MLB: June 2022

Sal Perez has started the ASG six times, so he’s done pretty well. He is having a bit of a rough season.

Not this year.

Soto is a player who I don’t care if he’s hitting 180/275/390, I want him in the ASG.

Yeah, the play hasn’t warranted it yet, but he’s a face of the game. And, he’s an amazing talent, still time for him to get scorching hot by the ASG.

Even having a BAD year by his standards, Soto is a good player. He’s substantially above average; he leads the league in walks, is still hitting home runs, and his defense isn’t all that bad.

I have never agreed with the idea that the All Star Game should select as its players the guys who happened to have the best starts this year from April to June; leaving out guys like Juan Soto because some guy had a flukey first half and is marginally better just seems crazy to me. If a Juan Soto is having a legitimately terrible year, well, sure, but a balance must be struck between this year and a player’s genuine greatness. Juan Soto is a GREAT player; a five week dry spell doesn’t change that.

You have to find room for the guys who really blew the doors off this year, of course.

So do you include genuinely great players who are past their prime (e.g. Albert Pujols)?

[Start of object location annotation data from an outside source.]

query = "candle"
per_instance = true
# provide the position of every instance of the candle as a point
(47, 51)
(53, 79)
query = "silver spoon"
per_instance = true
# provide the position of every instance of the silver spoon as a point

I don’t think there’s an objectively right or wrong answer to that question. But if you want the ASG to feature the players who are the best right now or this season, how do you judge that except by their performance so far this year?

I think it depends. If you know it’s the guy’s swan song, sure,maybe.

I also would include people way past their prime who are truly baseball greats and heading to the HOF. The game is supposed to be fun. The ASG is during the deadest time of the sports calendar and the very casual fan gets one last chance to see a guy like Pujols one last time.

I might favor a so-so player who is having an incredible year over a superstar who’s having a subpar year. Why reward a mediocre start to the season? Give the chance to a guy who may never have it again.

Since one Nat must be chosen, Josh Bell is hitting 80 points higher than Soto, with 14 more RBIs.

I wouldn’t put Pujols in. I think I’d draw the line to include full time players, not someone only playing a couple times a week. Most huge stars like Pujols have the good sense to retire before that happens, but he’s chasing benchmarks/rankings.

If you thought crypto ads and gambling ads weren’t bad enough, now you can look forward to CBD ads in MLB…

I did think they were bad enough.

But I have a question (or two) about the umpires’ ads. Who gets the revenue for that? Do the umpires get more pay? Does it all go to MLB? What if a player (or umpire) doesn’t want to advertise for Monsanto or Hooters, for example. Can they opt out like they can for Pride Month?

about the ASG : what about having 2 games? like a legends game for those that’s been there a few times and are on their way out they would be chosen by popular vote and a 2nd game for the younger guys who are having a career who gets in based on current stats?

Judge hit his 26th and 27th home run tonight.

Though Monty was shakey tonight giving up 4.

The Nats lost the second of two games against the Orioles, 7-0, in six innings before the game was called due to rain, but the real story was Orioles leadoff hitter Austin Hayes.

He hit for the cycle, accomplishing four hits in four at-bats, in a game that lasted only six innings, mind you. Holy crap.

The only other two Orioles to achieve the cycle are Hall of Famers Brooks Robinson and Cal Ripken Jr.

I opened this thread to post about Hays’ performance, but you beat me to it.

I’ll add that Jonathon Villar, Felix Pie, and Aubrey Huff also hit for the cycle with Baltimore.

Just in time for the 4th of July, Stars and Stripes baseball caps……for the Toronto Blue Jays!!

That makes my brain hurt.

In other not so welcome news, Fanatics, the company that handles most of the merchandising for the big 4 sports in North America, is in talks to buy……………you guessed it, a sports gambling company!

By 2030, there will be an absolutely mammoth sports gambling scandal involving athletes or officials altering the outcome of games to win bets.

Suppose you’re an MLB umpire, and you want money. Thirty years ago, to win in illicitly, you would have had to either place a huge bet in a casino - a super-ultra-high risk and unhideable move - and then find a way to alter the outcome of a game, which as an ump you can do but it’s not THAT easy.

Now, hey… an ump works behind home plate 30-35 times a year. Log into a few betting sites, and you can place enormous sums of money on things directly under your control this very evening. Bet the over on the number of strikeouts in the game, and expand your strike zone a bit, and you just made a hundred thousand dollars with three minutes’ of effort on your laptop. An MLB ump could make two million dollars in two months in an essentially invisible manner. The IRS would know, but they’re not telling MLB. To them it’s legitimate income.

All it takes is one corrupt asshole, and this entire thing will explode.